Evaluation of Possible Safety and Efficacy of Fenofibrate in the Prophylaxis of Doxorubicin Induced Cardiotoxicity in Breast Cancer Patients

Study Description

Brief Summary

This study aims at evaluating the possible safety and efficacy of fenofibrate in attenuating doxorubicin related cardiac toxicity in breast cancer patients.

Detailed Description

Breast cancer represents the most frequently diagnosed malignancy and the second most common cause of cancer death worldwide (Sung et al., 2021). In Egypt, breast cancer is the most common malignancy in women, accounting for 38.8% of cancers in this population, with the estimated number of breast cancer cases nearly 22,700 in 2020 and forecasted to be approximately 46,000 in 2050 (Ibrahim et al., 2014).

Doxorubicin (DOX) is a cytotoxic agent that is commonly used for treatment of breast cancer. Despite its effectiveness, doxorubicin is associated with cumulative and potential cardiotoxicity (Rawat et al.,2021).

Although the precise mechanisms whereby DOX induces myocardial injury have not been fully elucidated, it is widely accepted that DOX induces cardiac injury via several mechanisms, including activation of nuclear factor- Kabba B (NF-ĸB), the induction of pro-inflammatory cytokines, the generation of free radicals, the promotion of apoptotic cell death, and the suppression of Endothelial progenitor cells (EPC) mobilization and function, which are typical changes observed in DOX-induced cardiotoxcity (Cardinale et al., 2020).

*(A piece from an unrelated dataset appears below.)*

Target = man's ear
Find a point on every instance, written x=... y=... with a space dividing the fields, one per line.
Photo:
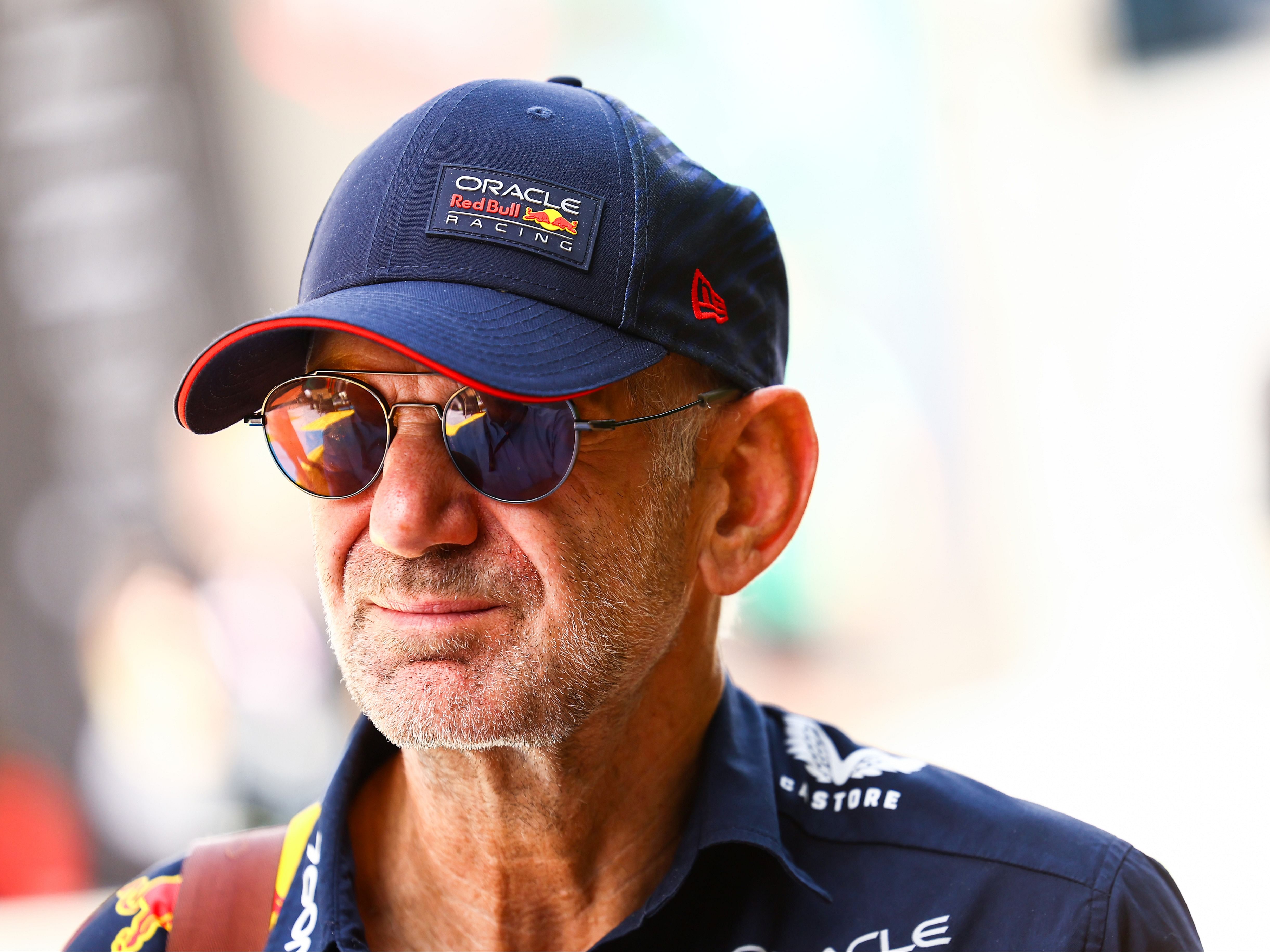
x=760 y=464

Peroxisome proliferator-activated receptor-α (PPARα) has been proposed as a key lipid metabolism modulator and regulator of inflammation. There are three isotypes of PPAR (α, β and ȣ) which have distinct but overlapping functions. Fenofibrate, an important PPAR- α agonist, is widely used in in the treatment for hypercholesterolemia and hypertriglyceridemia (Kim and Kim, 2020). Many studies demonstrated the pleiotropic effects of fenofibrate on the heart that afford direct myocardial protection in addition to the lipid-lowering effects through improvement of vascular endothelial function, reducing oxidative stress and increasing endothelial nitric oxide synthase (eNOS) activation (Walker et al., 2012; Jen et al., 2016).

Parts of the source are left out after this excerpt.